2. Both boys and girls showed significant myopia progress after 2 year follow-up. (Boys: t=6.342, P<0.001; Girls: t=4.888, P<0.001). However, we have not found significant difference in the growth rate between them.
3. The proportion of two myopic parent was the highest in this sample, followed by one myopic parent, and no myopic parent was the lowest (c2=27.919, P<0.001).
4. The higher the grade, the more time the students spend on near work (F=2.988, P=0.012) and the less time they spend on outdoor activities. (F=2.290, P=0.046).
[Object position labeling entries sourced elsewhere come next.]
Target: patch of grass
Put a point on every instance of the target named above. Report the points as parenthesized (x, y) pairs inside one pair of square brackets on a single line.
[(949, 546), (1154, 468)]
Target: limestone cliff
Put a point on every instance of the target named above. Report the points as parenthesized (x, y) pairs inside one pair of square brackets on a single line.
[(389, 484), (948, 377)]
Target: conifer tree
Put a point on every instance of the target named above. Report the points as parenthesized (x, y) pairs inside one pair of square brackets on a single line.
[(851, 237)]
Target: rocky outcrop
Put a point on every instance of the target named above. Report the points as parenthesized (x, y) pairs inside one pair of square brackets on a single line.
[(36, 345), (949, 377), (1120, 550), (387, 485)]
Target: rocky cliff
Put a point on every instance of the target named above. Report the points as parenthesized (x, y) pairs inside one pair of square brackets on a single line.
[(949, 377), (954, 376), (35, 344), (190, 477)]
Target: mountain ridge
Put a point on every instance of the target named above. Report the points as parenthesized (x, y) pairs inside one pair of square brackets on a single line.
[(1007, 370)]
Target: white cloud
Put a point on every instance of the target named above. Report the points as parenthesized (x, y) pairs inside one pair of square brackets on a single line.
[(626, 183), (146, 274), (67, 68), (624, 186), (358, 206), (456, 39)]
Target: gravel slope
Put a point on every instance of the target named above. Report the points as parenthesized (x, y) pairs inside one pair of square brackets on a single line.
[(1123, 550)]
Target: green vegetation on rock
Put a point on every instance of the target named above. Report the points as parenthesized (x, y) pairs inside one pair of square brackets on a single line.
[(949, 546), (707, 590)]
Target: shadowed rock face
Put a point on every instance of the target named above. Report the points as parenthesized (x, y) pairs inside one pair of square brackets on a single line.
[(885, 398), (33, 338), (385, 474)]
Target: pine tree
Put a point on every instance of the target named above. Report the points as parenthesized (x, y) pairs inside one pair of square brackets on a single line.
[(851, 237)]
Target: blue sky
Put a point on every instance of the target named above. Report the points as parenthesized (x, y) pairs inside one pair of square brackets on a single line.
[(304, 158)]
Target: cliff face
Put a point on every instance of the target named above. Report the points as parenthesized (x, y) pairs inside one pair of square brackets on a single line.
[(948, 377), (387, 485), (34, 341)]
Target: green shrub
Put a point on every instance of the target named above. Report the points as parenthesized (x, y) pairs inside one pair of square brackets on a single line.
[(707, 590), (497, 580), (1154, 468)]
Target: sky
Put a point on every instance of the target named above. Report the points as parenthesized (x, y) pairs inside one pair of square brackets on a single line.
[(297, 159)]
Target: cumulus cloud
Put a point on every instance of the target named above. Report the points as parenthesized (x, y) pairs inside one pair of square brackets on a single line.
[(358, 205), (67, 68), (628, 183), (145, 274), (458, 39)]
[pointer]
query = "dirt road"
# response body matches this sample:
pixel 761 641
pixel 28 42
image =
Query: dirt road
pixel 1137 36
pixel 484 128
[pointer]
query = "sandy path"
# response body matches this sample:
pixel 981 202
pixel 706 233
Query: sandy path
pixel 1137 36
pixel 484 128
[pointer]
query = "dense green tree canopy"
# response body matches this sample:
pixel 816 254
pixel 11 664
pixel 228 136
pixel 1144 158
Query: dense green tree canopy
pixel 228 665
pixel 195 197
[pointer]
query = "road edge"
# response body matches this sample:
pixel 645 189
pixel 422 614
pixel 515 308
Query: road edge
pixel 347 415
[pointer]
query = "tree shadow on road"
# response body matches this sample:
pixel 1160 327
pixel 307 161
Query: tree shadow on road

We did not find that the myopia progression was related with Age, Sex, Parent myopia, Near work time and Outdoor activity time.
Conclusions
In this study, the Grade 6 adolescents had relatively rapid progression for myopia than other age groups. There was no significant difference in the progression of myopia between girls and boys. We did not find that the progression of myopia was related with Age, Sex, Parental myopia, Near work time and Outdoor activities time.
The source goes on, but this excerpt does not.